鳥飼研に移ってきた当初は、鳥飼研が専門とする燃焼学に対する知識も仮配属時から所属している鳥飼研の同期と比べると少なく、また研究テーマも鳥飼研の中で全く新しいテーマとして立ち上げることとなったため、状況も環境も研究も何も、良くわからずとりあえず研究を開始しました。その当時は、分からないことなどがあると、研究室の先輩方に良く相談をしていました。そのとき丁寧に対応してくれた先輩方には、今とても感謝しています。そして、与えられた研究テーマに関する過去の研究や燃焼学に対する知識も、自分でできる限り勉強して行きました。研究を実際に開始する前は、元々情報系の研究をしたかったので、燃焼系の研究に強い興味も無く、正直やる気が余り起きずにいました。しかし、実際に研究を進めていく中で、いつの間にか興味が薄かった研究に真剣にのめり込んでいました。
そんな時間を過ごして、私は、この熱流体系の鳥飼研究室で多くのことを学びました。それは、『とりあえずやって見ること』や『自分の考えを持つこと』、『他のものからアイデアを得ること』などといった、研究を行う上でまた社会に出て仕事をする上で大切となるものの考え方でした。その他にも『研究に行き詰まった時に自分一人で塞ぎ込むのではなく先生や周りの研究室の仲間に相談すること』というのも重要でした。これは、物事に対して何事かを一人でやっているように見えて、実際は沢山の人の手助けの下で取組めているんだということへの気づきでした。このことは自分ではわかっていたつもりでしたが、卒業研究を通して改めて学ぶことが出来たと感じています。
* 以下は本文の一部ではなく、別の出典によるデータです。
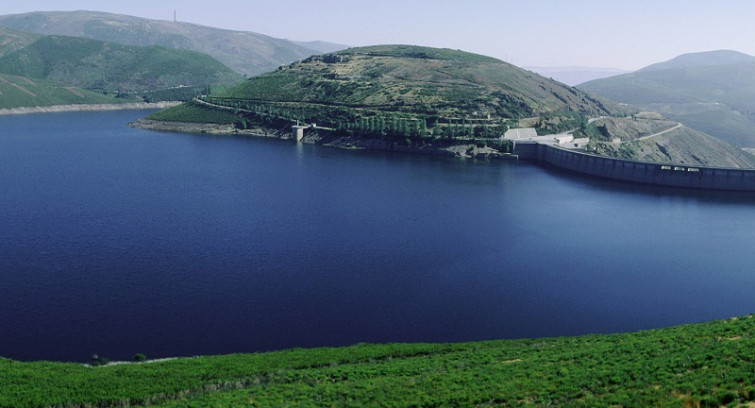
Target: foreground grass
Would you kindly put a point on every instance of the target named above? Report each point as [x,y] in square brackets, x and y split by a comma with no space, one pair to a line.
[708,364]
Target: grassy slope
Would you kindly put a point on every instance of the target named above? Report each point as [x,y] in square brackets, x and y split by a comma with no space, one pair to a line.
[683,145]
[12,40]
[409,78]
[718,99]
[711,364]
[245,52]
[22,92]
[111,67]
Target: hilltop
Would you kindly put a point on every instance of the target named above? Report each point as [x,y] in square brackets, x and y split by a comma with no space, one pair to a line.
[707,364]
[19,91]
[439,101]
[245,52]
[418,80]
[396,97]
[13,40]
[713,92]
[84,67]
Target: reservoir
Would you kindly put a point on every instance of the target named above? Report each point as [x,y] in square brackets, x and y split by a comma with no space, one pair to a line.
[119,241]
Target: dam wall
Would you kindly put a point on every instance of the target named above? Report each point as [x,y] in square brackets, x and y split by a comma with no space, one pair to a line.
[675,175]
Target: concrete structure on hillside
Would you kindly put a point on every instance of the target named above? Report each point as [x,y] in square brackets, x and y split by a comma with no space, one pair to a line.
[660,174]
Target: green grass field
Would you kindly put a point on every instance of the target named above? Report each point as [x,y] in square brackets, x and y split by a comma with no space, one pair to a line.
[708,364]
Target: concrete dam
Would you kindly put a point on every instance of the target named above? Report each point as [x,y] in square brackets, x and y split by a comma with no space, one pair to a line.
[674,175]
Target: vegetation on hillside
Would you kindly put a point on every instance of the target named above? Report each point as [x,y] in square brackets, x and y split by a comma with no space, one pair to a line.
[245,52]
[12,40]
[401,93]
[713,92]
[126,71]
[21,91]
[701,365]
[664,141]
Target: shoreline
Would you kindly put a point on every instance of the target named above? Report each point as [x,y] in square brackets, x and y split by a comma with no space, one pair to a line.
[458,150]
[88,107]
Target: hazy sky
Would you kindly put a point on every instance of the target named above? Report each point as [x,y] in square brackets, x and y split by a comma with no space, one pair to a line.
[627,34]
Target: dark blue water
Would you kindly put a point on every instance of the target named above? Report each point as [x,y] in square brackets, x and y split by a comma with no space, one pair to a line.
[120,241]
最後に私は、来年から東北大学大学院へ進学することになり、また研究室を移ることになってしまいましたが、はじめは本意では無かったけれど研究室を移動して良かったなと科考えています。それは移動した研究室において、自分が仮配属で所属した研究室では得ることが出来ないであろう経験を沢山させて頂いたからです。
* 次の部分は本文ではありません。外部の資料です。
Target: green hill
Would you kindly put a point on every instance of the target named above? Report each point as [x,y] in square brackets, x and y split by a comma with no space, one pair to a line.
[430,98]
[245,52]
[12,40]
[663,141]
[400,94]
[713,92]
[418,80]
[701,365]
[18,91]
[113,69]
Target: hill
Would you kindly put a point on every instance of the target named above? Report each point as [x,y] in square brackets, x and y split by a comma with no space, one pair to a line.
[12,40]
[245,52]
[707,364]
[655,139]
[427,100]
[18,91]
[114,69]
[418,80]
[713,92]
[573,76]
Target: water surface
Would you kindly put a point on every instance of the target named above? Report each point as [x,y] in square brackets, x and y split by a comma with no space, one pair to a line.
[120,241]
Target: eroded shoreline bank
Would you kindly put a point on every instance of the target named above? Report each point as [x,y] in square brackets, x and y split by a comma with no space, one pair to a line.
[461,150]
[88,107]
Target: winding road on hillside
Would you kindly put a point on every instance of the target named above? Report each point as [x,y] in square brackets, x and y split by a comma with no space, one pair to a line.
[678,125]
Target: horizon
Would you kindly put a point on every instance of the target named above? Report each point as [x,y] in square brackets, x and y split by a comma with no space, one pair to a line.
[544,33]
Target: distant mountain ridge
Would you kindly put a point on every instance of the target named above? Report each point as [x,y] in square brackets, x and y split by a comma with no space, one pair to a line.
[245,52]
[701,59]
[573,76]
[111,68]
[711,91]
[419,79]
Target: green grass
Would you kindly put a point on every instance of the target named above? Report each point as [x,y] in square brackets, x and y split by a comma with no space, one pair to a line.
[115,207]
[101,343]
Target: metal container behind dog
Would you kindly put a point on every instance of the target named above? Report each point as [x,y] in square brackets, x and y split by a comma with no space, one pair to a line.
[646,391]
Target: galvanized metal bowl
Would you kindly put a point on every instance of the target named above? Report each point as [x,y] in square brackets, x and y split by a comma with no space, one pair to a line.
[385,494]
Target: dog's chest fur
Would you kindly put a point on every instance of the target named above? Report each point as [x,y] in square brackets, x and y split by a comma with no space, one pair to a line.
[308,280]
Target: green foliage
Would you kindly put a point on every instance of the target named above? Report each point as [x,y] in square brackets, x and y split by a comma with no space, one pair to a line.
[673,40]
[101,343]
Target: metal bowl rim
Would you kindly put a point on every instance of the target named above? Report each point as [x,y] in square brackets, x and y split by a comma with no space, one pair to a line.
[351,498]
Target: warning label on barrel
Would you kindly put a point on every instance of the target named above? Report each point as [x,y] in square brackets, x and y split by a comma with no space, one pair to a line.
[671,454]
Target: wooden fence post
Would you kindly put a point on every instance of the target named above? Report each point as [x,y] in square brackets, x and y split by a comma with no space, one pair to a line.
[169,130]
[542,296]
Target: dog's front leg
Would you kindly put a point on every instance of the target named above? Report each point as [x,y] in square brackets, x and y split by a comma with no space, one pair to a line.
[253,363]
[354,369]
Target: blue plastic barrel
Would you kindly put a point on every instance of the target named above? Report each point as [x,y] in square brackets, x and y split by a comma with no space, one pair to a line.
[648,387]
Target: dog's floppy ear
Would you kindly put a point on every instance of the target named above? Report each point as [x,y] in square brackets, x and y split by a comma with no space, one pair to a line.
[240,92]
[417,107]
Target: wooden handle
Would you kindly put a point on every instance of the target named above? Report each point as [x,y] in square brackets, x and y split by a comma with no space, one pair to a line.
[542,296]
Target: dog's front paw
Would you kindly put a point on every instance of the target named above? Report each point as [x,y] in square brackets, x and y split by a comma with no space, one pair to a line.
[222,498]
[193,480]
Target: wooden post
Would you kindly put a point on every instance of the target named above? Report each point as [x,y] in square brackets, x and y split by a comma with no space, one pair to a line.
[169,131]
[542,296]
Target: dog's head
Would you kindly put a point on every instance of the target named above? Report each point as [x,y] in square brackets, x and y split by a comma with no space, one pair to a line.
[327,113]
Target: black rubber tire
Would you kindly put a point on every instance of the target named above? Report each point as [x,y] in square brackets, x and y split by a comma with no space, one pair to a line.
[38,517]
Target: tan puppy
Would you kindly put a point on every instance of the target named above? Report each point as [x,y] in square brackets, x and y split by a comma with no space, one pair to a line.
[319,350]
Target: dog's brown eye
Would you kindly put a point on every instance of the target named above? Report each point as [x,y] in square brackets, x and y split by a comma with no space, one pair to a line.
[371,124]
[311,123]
これからの人生でも、不慮の出来事から自分の希望が通らず、期待外れなコトが自分に起こるかも知れません。しかし、そうなった時は、ふてくされずにこの研究室で学んだ『とりあえず自分が与えられたことを一生懸命やる』という気持ちや考えを大切にしたいと思います。そうすることで、不遇な境遇においても自分の仕事にやりがいを持ち、真剣に生きることが出来ると考えています。